UK flagship festival Glastonbury has been asked to reduce noise and improve crowd control ahead of the 2023 event.
Organisers have been told by Mendip District Council, which is responsible for issuing the licence for the festival, that there were concerns over the way the festival is managed.
In a report published by the council, it said that this year’s festival was seen as well-planned and well-managed, but that there was still room for improvements.
The report comes after some festival-goers complained about the crowds being unsafe, while some residents in the local area have said the noise from the 2022 festival was the worst noise they have experienced.
At a recent council scrutiny meeting, Pilton (where Glastonbury is held) resident Nick Hall said the noise levels this year were much worse than during previous editions.
As reported by ITV News, he said: “Loud amplified music continued until 1am on Friday morning. Over the weekend period, there were multiple complaints about noise going on until 4am.”
The council said that more work was needed to “address excessive loudness and low-frequency noise” through monitoring and restrictions on time. Mendip council also said that work was needed to achieve “improvements to crowd distribution across the site” to prevent injuries and crowd crushes.

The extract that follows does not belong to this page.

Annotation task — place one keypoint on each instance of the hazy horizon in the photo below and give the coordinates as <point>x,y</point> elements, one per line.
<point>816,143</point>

During the meeting, a new strategy was outlined and included the need to control the number of tents and festival-goers at campsites, in order to reduce fire risk.
Two representatives from Glastonbury Festival Events, which organises the event, were present with a further member joining via phone. The organisers are set to provide a response to the criticisms in writing within the next few months.
“This year I had constituents contact me about the noise of the festival – even the local MP did the same,” said Councillor Chris Inchley, who chaired the meeting. “Talking to people who actually went to the festival, one comment made by many people was about the actual number of people on the site, especially on the Sunday.
“They said they felt rather unsafe with the volume of people.”
Councillor Heather Shearer added that the festival site was large enough for all ticket-holders, but more needed to be done by organisers to control crowds in particular areas.
“It is recognised as something that the festival organisers need to be thinking about,” Shearer said. “Because it’s such a massive site, it’s clearly big enough for the people if it goes to the pinnacle of its numbers. The issue is really about crowd dynamics – about the pinch points when they move.”
It was also revealed earlier this year that ticket prices were increased to £340 ($410/€396) with a £5 booking fee.